願うたびに誰か死ぬ「7 WISH/セブン・ウィッシュ」

7WISH

2017年のアメリカ映画「7 WISH/セブン・ウィッシュ」を見ました。
願いを叶えてくれる代わりに、大事な人の命が奪われていくというホラー。少女向けホラー漫画にありがちな設定のような気もしますが、中国テイストを取り入れているところが目新しいのかもしれない(願いを叶えてくれる箱が中国のもの)。また、ヒロインの相手役の男の子がアジア系というのは画期的かもしれない。アジア系とアフリカ系の役者さんってホラーだとたいていおふざけ即死キャラのイメージだからかな。

ネタバレ

主人公・クレアは母が目の前で首吊り自殺をしたという暗い過去をもっていた。
高校生になったクレアだが、父とその相棒のカールはゴミ拾いをして生計を立てており、それを級友たちからからかわれるという生活に嫌気がさしていた。しかも、イジワルな女の子・ダーシーの彼氏・ポールに片思いをしているクレア。
しかし、父親が拾ってきた箱を誕生日プレゼントとして渡したことで、彼女の人生は大きく変わっていく。

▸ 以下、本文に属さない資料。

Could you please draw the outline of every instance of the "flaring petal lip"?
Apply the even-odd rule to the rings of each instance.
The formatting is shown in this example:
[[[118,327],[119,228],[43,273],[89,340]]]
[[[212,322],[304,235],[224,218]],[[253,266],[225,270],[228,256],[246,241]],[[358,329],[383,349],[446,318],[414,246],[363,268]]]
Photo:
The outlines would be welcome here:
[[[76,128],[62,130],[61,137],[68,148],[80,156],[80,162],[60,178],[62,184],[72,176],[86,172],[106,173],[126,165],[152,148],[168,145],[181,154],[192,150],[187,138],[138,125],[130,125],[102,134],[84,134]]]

ダーシーと言い争いになったクレアは、父親のゴミ拾いの動画を拡散され、さらに笑い者になる。そのいらだちから、「ダーシーが腐ってしまいますように」と願うクレア。すると、その日の夜に彼女の足が腐りだし、つま先、顔、足の一部がなくなるかもという事態にまでなってしまう。だが、その代わりに愛犬のマックスが姿を消してしまった…
実はマックスは死に、床下でねずみたちに食べられていた。

クレアは箱の正体を知りたいと、同級生のライアン(アジア系、おそらく中国人?)を頼る。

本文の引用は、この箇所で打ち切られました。